Warcraft também tem como um dos protagonistas o orc Durotan, o qual também se esforça para compreender o outro lado da guerra, ao mesmo tempo em que está atrelado ao seu povo. É interessante a forma como o filme trabalha esses dois personagens principais, de modo que eles representem uma espécie de meio termo. É aí que surge Garona, uma híbrida entre ambas as raças que, ao ter uma péssima experiência sendo prisioneira dos orcs, ajuda os humanos com informações importantes. A ideia dos produtores de inserir um relacionamento amoroso entre Garona e Lothar é promissora, mas infelizmente isso é muito mal desenvolvido. Não vemos o mínimo de profundidade na relação de ambos. A impressão que tive é de que muitas cenas que trariam um desenvolvimento melhor aos personagens foram cortadas.

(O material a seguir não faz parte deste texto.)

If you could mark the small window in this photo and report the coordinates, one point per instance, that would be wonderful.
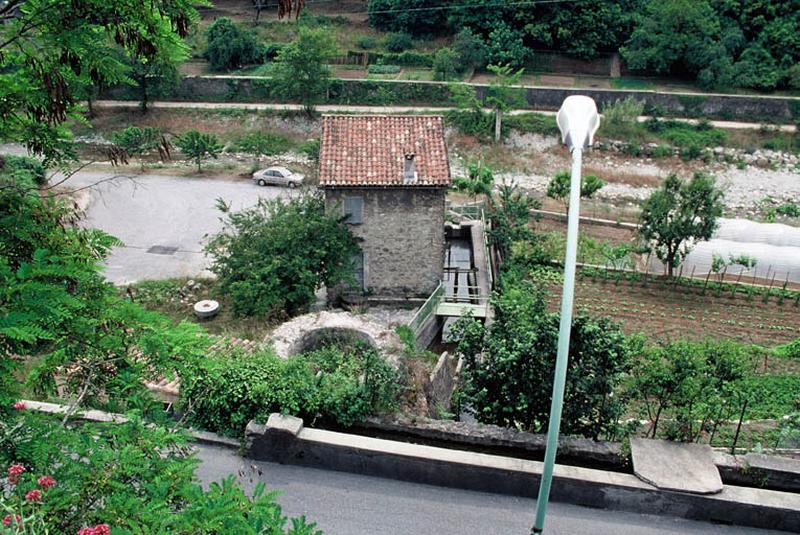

Em contrapartida, temos aqui o que é um vilão de respeito. Repleto de mistérios e fruto de um trabalho impecável de dublagem e caracterização, Gul’dan dá um tom especial ao que não passa de um típico vilão de histórias de fantasia. É impossível negar sua presença em cena e a habilidade de tornar o mais simples diálogo em algo muito interessante, sem deixar dúvidas de que ele não está para brincadeira. Todo o trabalho de efeitos visuais e caracterização dos personagens no filme é extremamente bem feito. Os produtores acertaram em cheio ao respeitar a natureza visual da obra dos jogos, sem em nenhum momento fazer o espectador desacreditar que os elementos do cenário e as criaturas são fisicamente palpáveis. Uma prova disso é a forma como cada orc tem uma personalidade própria com base apenas em sua fisionomia e um trabalho incrível com expressões faciais. Isso tudo acaba pesando muito para o saldo geral do filme, que consegue inovar em meio ao gênero que historicamente só deu errado ao tentar trazer os videogames para o cinema.

Apesar disso, o que poderia ter sido “o Avatar dos filmes de jogos” erra a mão ao não trazer todo o universo fantástico de Warcraft para o grande público. É triste ver uma franquia tão vasta e com tanto potencial ser reduzida a um mero fan-service. Todo o filme é moldado para que apenas gamers que passaram horas voando em grifos pelas terras de Azeroth e empalando orcs em batalha se sintam verdadeiramente imersos na história. Quem não conhece com profundidade a história dos jogos vai ficar perdido em meio a tantas informações que são pouco mastigadas para o grande público. Eu mesmo, que me aventurei na franquia fantástica durante muito tempo, não fui capaz de captar informações importantes do enredo que possivelmente me fariam gostar mais do filme. O fato da história se limitar muito ao conflito entre humanos e orcs e não expandir para outras criaturas e cenários igualmente interessantes também afasta que já não é inteirado sobre esse universo.

Warcraft não deixa de ser um bom filme. É inegável a competência de efeitos visuais e na qualidade do enredo que está muito acima dos filmes de videogame que vira e mexe são lançados no cinema. Mas se você não faz ideia alguma do que se passa na história, vai ficar mais perdido que cachorro em dia de mudança.